Hierzu gibt § 558 c BGB Auskunft:
§ 558 c BGB
(1) Ein Mietspiegel ist eine Übersicht über die ortsübliche
Vergleichsmiete,
soweit die Übersicht von der Gemeinde oder von Interessenvertretern der
Vermieter und der Mieter gemeinsam erstellt oder anerkannt worden ist.
(2) Mietspiegel können für das Gebiet einer Gemeinde oder mehrerer
Gemeinden
oder für Teile von Gemeinden erstellt werden.

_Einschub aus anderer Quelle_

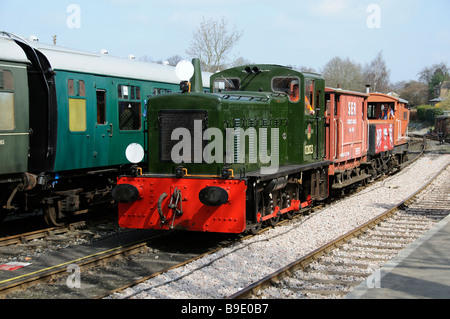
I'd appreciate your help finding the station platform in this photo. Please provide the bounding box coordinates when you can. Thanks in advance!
[346,215,450,299]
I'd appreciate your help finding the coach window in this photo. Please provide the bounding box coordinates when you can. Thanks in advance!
[118,85,141,131]
[305,79,316,115]
[67,79,86,132]
[153,88,172,95]
[0,70,16,130]
[97,90,106,125]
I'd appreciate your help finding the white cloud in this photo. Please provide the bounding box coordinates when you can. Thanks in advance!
[313,0,347,15]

(3) Mietspiegel sollen im Abstand von zwei Jahren der Marktentwicklung
angepaßt
werden.
(4) Gemeinden sollen Mietspiegel erstellen, wenn hierfür ein Bedürfnis
besteht
und dies mit einem vertretbaren Aufwand möglich ist. Die Mietspiegel
und ihre
Änderungen sollen veröffentlicht werden.
(5) Die Bundesregierung wird ermächtigt, durch Rechtsverordnung mit
Zustimmung
des Bundesrates Vorschriften über den näheren Inhalt und das Verfahren
zur
Aufstellung und Anpassung von Mietspiegeln zu erlassen.
Diese Vorschrift gilt nur für Wohnraummietverhältnisse.
Was versteht man unter einem qualifizierten Mietspiegel ?
Der sog. qualifizierte Mietspiegel ist völlig neu im BGB. Näheres
hierzu ergibt
sich aus § 558 d BGB:
§ 558 d BGB
(1) Ein qualifizierter Mietspiegel ist ein Mietspiegel, der nach
anerkannten
wissenschaftlichen Grundsätzen erstellt und von der Gemeinde oder von
Interessenvertretern der Vermieter und der Mieter anerkannt worden ist.
(2) Der qualifizierte Mietspiegel ist im Abstand von zwei Jahren der
Marktentwicklung
anzupassen. Dabei kann eine Stichprobe oder die Entwicklung des vom
Statistischen Bundesamtes ermittelten Preisindexes für die
Lebenshaltung aller
privaten Haushalte in Deutschland zugrunde gelegt werden. Nach vier
Jahren ist
der qualifizierte Mietspiegel neu zu erstellen.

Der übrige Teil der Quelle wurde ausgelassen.